On his second visit for a massage, Simon remembers, Resnick was not at the spa and the receptionist demanded a cash payment. Simon protested. Rather than argue, Simon says, Fern Resnick told him his massage would be complimentary. "But lo and behold, my next Medicare statement included a charge for $75 for an outpatient visit to Lionel Resnick," he complains. "That's when I knew something bad was going on, and I never went back."
Although they don't want their names published, several other former patients tell similar stories. One man says he came in for a $45 facial and wound up receiving a statement indicating his insurance company had been billed $320. "I had no idea what the charges could be, because I never even saw the doctor," he says.
An elderly woman claims she grew suspicious of Resnick's bills after receiving statements showing dozens of charges for lesion removal. "I only had five lesions removed in all my visits," the client asserts. "The reason I went to Imagen was for glycolic peels [a facial treatment]." The woman says she notified her insurance company of her concern but has heard nothing back.
Former employees say it was a common practice for Resnick to refer his dermatological patients to Imagen.

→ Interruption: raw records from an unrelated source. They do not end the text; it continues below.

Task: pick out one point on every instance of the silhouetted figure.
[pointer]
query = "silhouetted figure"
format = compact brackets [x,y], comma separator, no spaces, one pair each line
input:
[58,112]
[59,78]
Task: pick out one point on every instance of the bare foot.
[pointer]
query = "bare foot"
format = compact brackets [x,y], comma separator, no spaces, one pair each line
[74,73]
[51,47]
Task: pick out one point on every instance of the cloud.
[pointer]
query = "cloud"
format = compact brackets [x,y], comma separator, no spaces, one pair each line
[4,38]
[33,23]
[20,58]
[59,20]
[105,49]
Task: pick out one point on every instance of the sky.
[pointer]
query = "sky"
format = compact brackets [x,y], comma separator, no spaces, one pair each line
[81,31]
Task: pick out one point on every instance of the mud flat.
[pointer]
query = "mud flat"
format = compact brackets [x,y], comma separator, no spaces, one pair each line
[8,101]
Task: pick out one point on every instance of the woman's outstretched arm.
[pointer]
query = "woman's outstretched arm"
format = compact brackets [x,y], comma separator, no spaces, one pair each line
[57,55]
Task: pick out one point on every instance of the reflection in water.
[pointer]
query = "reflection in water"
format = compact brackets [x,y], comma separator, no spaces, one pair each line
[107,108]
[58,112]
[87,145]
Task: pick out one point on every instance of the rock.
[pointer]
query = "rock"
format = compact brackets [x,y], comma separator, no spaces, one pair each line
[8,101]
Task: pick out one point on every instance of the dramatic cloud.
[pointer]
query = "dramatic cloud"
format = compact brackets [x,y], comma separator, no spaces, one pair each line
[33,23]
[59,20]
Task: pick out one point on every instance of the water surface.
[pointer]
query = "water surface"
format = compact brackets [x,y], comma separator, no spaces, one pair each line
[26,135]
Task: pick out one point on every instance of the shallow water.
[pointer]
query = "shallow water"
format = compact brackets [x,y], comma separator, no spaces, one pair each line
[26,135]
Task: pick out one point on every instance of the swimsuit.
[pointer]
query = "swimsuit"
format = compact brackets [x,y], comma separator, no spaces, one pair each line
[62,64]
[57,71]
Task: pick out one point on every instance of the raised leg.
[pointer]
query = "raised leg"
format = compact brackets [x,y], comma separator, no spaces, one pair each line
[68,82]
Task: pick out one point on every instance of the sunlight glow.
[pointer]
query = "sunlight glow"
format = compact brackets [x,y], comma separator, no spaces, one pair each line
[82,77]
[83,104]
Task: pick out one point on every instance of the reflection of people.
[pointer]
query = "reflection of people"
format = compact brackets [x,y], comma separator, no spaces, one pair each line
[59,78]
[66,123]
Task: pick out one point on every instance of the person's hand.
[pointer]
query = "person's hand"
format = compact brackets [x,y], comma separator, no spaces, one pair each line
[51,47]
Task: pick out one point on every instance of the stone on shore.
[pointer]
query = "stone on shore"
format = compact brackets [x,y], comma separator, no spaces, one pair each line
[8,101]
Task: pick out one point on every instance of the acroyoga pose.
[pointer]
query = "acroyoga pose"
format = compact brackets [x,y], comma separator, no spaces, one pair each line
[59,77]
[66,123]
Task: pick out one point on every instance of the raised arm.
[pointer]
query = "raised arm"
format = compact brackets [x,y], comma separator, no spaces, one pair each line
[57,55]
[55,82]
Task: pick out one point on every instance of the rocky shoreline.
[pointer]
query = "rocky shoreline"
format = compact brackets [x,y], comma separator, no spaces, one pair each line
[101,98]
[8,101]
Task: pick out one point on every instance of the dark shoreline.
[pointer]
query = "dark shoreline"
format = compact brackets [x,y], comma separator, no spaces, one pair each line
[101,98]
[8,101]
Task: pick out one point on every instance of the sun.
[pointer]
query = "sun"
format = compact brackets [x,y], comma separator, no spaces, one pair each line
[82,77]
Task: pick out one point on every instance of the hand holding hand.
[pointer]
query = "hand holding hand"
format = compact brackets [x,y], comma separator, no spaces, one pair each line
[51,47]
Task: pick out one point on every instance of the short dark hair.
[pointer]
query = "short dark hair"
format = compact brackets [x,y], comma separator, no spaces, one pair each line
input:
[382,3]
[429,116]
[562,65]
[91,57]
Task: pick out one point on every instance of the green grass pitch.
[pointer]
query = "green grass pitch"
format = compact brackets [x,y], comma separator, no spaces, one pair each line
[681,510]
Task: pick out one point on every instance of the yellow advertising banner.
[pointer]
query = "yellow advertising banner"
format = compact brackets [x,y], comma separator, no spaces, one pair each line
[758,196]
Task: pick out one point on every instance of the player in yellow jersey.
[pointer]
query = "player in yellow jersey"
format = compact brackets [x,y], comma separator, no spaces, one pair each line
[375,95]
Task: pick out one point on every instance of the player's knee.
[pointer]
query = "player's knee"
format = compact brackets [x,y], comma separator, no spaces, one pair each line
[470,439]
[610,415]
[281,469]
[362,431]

"I was going to see Dr. Resnick for acne-medicine prescriptions and special injections but he kept urging me to come to the spa," recalls one former patient. "He told me not to worry, that it would be free. Then I started getting these invoices back from my insurance with charges for things like flat wart removal. Well, I've never had flat warts."
New Times also has obtained a number of pages from Imagen appointment books that list "medically indicated" services, meaning those which are billable to insurance companies. These include a number of procedures that are generally considered to be cosmetic, such as facials, body wraps, massages, and something called "Vichy exfoliation."
Through his attorneys, Lionel Resnick disputes any wrongdoing in his billing for Imagen. "The insurance-fraud allegations are insane," says Richard Sharpstein. "They are a figment of someone's overactive imagination, probably goaded by disgruntled former employees who were terminated because of their own incompetence. It's obvious that, in light of the Mount Sinai situation, the worms are coming out of the woodwork to besmirch the good name of Lionel Resnick."
For those who have known Resnick over the years, however, the most striking aspect of his decision to launch Imagen was his coincident social metamorphosis.
"Lionel was always this quiet fellow, and in the last couple of years he and Fern have undergone this Hollywood transformation," observes one longtime acquaintance. "Their names show up in the social columns. I see Fern on the cover of these upscale magazines looking like Ivana Trump or something. And they've got this wall at Imagen covered with celebrity photos. Them posing with Fabio and that kind of thing. I guess it's all promotions, but I wonder if they haven't gotten a little caught up in the glitz."
Abe Resnick has taken his youngest son's downfall pretty hard. So have his wife Sara, and son Jimmy, who used to proudly and frequently refer to Lionel as "my brother, the doctor."
"This whole thing has thrown the family into emotional turmoil," says attorney Richard Sharpstein. "To see his youngest son and his own name smeared in the paper has killed Abe. Here's a man who survived World War II and the political turmoil in Cuba, who's had to build his life up from scratch twice. He's a very proud man. And he feels a great amount of pride in Lionel, who went out there and made his name on his own."